# Movie Recommendation Engine Tutorial

This is a Notebook adaptation of a Movielens-based example on [Codementor](https://www.codementor.io/@jadianes/building-a-recommender-with-apache-spark-python-example-app-part1-du1083qbw) and the [Spark Documentation](https://spark.apache.org/docs/latest/ml-collaborative-filtering.html) on collaborative filtering.

Before running this notebook, make sure that you have run `make download` in the repo root to download movie recommendation data files.

## Setup

Configure Pandas (used for display/debug purposes)

In [1]:
# define display options
import pandas as pd
pd.set_option('display.max_columns', None)
pd.set_option('display.max_colwidth', 200)
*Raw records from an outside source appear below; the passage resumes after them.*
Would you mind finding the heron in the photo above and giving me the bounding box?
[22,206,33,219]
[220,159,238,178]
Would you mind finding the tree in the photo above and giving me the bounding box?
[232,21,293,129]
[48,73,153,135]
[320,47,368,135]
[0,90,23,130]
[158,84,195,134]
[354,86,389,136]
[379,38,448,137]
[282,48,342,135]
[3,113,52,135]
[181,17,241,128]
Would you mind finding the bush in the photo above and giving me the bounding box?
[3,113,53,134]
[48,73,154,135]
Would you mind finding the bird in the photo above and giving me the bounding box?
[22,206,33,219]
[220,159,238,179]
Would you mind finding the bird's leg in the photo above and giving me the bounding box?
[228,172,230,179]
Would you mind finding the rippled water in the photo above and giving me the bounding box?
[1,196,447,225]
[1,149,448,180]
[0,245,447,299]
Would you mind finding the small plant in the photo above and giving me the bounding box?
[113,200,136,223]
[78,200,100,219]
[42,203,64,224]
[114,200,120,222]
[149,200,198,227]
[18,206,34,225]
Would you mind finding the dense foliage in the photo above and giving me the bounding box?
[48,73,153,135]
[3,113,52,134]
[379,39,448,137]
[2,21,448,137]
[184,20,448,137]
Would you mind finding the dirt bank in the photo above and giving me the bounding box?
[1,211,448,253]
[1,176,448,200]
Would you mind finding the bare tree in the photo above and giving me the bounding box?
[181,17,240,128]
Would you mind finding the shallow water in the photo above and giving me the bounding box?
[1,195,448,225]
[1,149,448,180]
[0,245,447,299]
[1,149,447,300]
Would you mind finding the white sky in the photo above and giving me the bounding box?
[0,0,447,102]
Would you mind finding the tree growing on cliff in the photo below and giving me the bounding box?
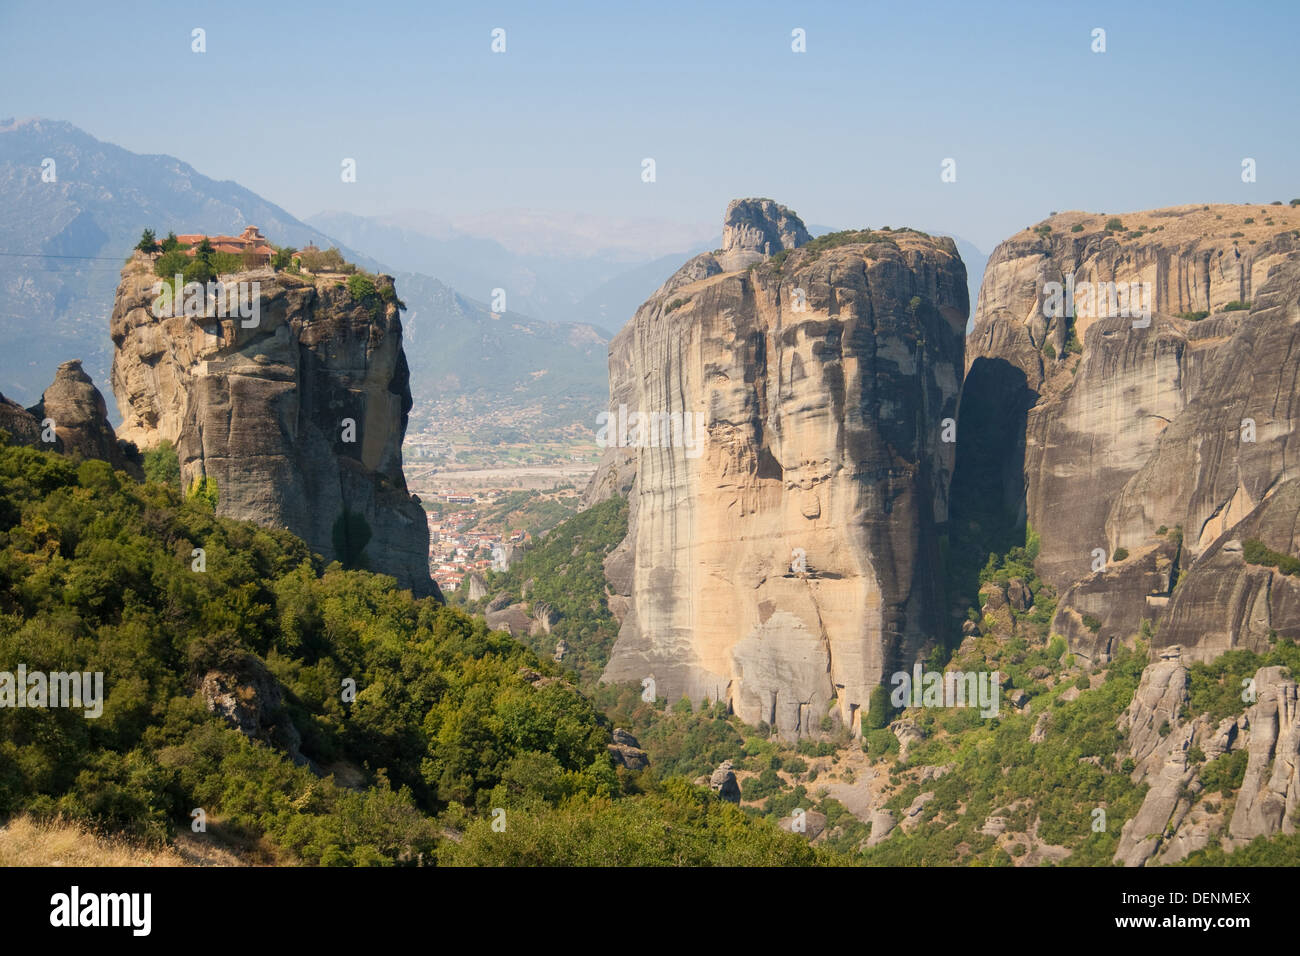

Work out the paths to the files and directories that are relevant to the model build

In [2]:
import os
small_ratings_file = os.path.join('/data', 'ml-latest-small', 'ratings.csv')
complete_ratings_file = os.path.join('/data', 'ml-latest', 'ratings.csv')
complete_movies_file = os.path.join('/data', 'ml-latest', 'movies.csv')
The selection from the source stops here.